Lavo e rilavo questa pelle ormai vecchia e lo sporco non va via, non più ormai. E' il nero dell'inverno che è ormai passato a sporcare il viso di quel che si chiama futuro, sono le rughe di un bambino di un anno ed il mal di schiena della fatica. E' lo sporco sotto le unghie. Non c'è sapone che riesca a togliere tutto se non con grande fatica ed olio di gomito come quel giorno che mi sporcai con l'inchiostro e spazzolai per ore ma il nero non andava via, schiariva ma non andava via.
Allora aspettai, cercando di non guardare troppo la mia mano macchiata aspettai, e con i giorni andava via anche un pò di nero.
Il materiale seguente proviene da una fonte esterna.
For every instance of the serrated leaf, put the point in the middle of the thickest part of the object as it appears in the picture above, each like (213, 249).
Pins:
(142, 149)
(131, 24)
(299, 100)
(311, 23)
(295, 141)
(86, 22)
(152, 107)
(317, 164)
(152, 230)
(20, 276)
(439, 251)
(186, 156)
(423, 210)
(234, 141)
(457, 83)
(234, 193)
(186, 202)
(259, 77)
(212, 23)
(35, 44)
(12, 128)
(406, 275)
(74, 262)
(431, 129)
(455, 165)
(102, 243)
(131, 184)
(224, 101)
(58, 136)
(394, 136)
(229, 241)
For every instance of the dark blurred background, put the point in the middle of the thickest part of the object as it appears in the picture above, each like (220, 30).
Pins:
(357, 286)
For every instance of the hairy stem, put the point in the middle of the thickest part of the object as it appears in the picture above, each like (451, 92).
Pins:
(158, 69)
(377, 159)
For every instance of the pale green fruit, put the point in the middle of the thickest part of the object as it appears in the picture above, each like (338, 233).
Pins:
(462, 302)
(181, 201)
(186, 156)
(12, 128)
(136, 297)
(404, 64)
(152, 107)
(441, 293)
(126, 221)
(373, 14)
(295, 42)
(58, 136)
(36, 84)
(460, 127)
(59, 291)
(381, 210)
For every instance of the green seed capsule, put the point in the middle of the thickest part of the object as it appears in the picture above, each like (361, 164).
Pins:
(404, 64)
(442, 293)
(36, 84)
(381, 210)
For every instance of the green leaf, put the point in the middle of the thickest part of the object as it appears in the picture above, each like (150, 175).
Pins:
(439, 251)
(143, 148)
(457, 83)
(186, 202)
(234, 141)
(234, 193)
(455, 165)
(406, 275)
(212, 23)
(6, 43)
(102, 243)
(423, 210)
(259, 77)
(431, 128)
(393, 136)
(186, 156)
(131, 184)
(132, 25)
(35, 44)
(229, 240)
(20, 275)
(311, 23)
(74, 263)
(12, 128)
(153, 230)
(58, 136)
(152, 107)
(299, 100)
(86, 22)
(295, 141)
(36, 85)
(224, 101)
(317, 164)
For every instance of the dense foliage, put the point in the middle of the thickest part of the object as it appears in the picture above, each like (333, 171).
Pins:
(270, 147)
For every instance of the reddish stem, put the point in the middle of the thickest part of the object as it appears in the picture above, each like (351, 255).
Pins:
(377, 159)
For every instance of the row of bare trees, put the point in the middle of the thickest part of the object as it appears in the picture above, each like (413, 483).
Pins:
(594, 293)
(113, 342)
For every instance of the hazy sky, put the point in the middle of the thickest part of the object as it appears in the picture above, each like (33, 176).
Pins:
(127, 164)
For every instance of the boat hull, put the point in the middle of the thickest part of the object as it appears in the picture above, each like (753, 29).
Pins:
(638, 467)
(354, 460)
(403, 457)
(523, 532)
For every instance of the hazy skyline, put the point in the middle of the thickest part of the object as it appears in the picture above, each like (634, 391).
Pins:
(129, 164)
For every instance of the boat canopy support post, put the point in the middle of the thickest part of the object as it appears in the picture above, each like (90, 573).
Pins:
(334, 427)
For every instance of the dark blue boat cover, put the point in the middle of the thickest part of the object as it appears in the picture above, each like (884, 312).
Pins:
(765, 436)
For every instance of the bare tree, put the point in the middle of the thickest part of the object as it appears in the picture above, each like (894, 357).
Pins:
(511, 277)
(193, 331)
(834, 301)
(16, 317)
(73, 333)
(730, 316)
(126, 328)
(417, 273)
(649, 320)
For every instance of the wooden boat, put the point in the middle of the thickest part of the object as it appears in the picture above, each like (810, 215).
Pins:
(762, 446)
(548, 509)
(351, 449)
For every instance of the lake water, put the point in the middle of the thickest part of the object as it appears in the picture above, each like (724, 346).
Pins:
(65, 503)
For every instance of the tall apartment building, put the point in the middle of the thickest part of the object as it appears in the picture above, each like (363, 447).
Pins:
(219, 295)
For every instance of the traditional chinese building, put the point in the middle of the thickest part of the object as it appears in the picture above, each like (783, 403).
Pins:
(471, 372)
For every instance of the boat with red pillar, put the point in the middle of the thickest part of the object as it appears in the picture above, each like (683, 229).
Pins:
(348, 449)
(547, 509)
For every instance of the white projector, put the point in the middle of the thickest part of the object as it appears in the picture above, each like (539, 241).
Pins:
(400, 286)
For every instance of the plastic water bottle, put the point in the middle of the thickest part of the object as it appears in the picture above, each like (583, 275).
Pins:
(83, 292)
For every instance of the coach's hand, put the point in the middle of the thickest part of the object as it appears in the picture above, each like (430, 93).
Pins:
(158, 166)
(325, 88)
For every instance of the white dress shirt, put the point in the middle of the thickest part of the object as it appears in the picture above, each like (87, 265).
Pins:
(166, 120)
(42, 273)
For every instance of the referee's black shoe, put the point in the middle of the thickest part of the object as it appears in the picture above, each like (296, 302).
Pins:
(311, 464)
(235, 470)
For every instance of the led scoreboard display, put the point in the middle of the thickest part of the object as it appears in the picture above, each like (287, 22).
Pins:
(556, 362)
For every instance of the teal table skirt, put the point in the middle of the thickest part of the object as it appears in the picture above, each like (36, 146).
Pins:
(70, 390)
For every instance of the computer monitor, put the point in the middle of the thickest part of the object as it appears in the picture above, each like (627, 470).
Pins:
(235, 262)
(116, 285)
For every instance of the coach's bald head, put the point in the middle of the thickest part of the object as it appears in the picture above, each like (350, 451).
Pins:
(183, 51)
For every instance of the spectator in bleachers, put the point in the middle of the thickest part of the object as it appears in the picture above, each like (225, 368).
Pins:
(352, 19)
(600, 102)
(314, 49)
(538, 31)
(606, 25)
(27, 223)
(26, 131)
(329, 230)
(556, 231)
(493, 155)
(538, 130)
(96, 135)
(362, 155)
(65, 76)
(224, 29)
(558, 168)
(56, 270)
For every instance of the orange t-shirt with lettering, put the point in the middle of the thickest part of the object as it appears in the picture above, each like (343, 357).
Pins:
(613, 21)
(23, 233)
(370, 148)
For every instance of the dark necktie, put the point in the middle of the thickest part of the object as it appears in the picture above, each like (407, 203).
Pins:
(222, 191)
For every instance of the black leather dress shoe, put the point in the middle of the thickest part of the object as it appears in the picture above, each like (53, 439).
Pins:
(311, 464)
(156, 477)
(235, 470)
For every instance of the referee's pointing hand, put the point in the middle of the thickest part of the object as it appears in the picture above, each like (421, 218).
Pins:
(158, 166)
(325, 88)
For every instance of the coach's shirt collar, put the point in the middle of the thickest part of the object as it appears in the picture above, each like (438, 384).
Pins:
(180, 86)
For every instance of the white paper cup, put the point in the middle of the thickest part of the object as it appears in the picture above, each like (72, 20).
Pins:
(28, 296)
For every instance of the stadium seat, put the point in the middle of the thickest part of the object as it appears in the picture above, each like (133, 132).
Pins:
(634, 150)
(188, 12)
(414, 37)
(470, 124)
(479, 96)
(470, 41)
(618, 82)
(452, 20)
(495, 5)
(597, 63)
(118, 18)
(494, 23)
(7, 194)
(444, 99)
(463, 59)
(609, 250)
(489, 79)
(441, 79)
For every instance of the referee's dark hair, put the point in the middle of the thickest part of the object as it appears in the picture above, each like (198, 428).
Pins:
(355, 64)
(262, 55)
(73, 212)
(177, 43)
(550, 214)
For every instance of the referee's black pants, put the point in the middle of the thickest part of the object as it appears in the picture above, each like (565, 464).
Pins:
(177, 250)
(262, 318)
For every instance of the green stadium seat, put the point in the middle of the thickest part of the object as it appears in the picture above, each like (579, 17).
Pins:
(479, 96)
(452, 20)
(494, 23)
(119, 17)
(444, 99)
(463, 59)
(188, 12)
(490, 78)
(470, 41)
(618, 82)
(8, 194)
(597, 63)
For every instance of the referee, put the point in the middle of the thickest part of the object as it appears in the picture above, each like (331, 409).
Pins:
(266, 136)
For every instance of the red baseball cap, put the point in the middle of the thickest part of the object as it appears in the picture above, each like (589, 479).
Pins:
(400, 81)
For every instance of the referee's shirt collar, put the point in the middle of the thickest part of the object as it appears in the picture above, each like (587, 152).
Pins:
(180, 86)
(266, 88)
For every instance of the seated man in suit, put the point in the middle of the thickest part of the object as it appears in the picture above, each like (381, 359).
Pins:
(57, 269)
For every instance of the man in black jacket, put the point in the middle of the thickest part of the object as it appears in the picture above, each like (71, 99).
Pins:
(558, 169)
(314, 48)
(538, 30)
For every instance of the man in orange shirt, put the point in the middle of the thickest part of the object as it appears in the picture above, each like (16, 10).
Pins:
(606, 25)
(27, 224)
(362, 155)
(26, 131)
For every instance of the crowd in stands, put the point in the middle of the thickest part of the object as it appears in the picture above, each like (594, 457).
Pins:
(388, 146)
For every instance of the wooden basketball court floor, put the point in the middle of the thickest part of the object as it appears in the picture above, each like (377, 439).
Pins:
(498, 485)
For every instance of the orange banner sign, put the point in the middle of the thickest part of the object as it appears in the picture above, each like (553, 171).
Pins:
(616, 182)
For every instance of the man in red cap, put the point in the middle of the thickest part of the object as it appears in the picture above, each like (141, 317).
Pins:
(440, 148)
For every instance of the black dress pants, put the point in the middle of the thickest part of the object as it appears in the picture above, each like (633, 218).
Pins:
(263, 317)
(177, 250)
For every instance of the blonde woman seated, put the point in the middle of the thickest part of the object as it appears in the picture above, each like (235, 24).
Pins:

Così, quando e come pareva a lui. Ed io lo accettavo, purchè andasse via l'ho accettato.
Non che sia bello darsi la mano e vedere lo sguardo disturbato di chi te la stringe.

– E' inchiostro quello?
– Si, lo è, da giorni che sono sporco e non va via.
– Bel coraggio ad andare in giro con una mano conciata in quel modo.
– Grazie, finchè riesco ci credo.

Ma lo specchio riflette e questi occhi perdono splendore, persino un giorno come tanti ma almeno bello diventa un fiore appassito senza il sole giornaliero che irradia a tutta forza quel che c'è ad aspettarlo sul suolo povero di questa terra. Ed intanto lo speccio riflette, lì riflesso ci sono anche io.

Si dice che l'uomo che non si piace smuove le acque sperando che l'immagine cambi. Così fece il gobbo e così farei io se fossi lì a vergognarmi di quel che c'è davanti a me. 
Ma l'inchiostro non va via e bisogna aspettare qualche giorno.
Qualche giorno.
Qualche mese.
Qualche anno.
E lo specchio riflette il nero su questa mia mano splendida.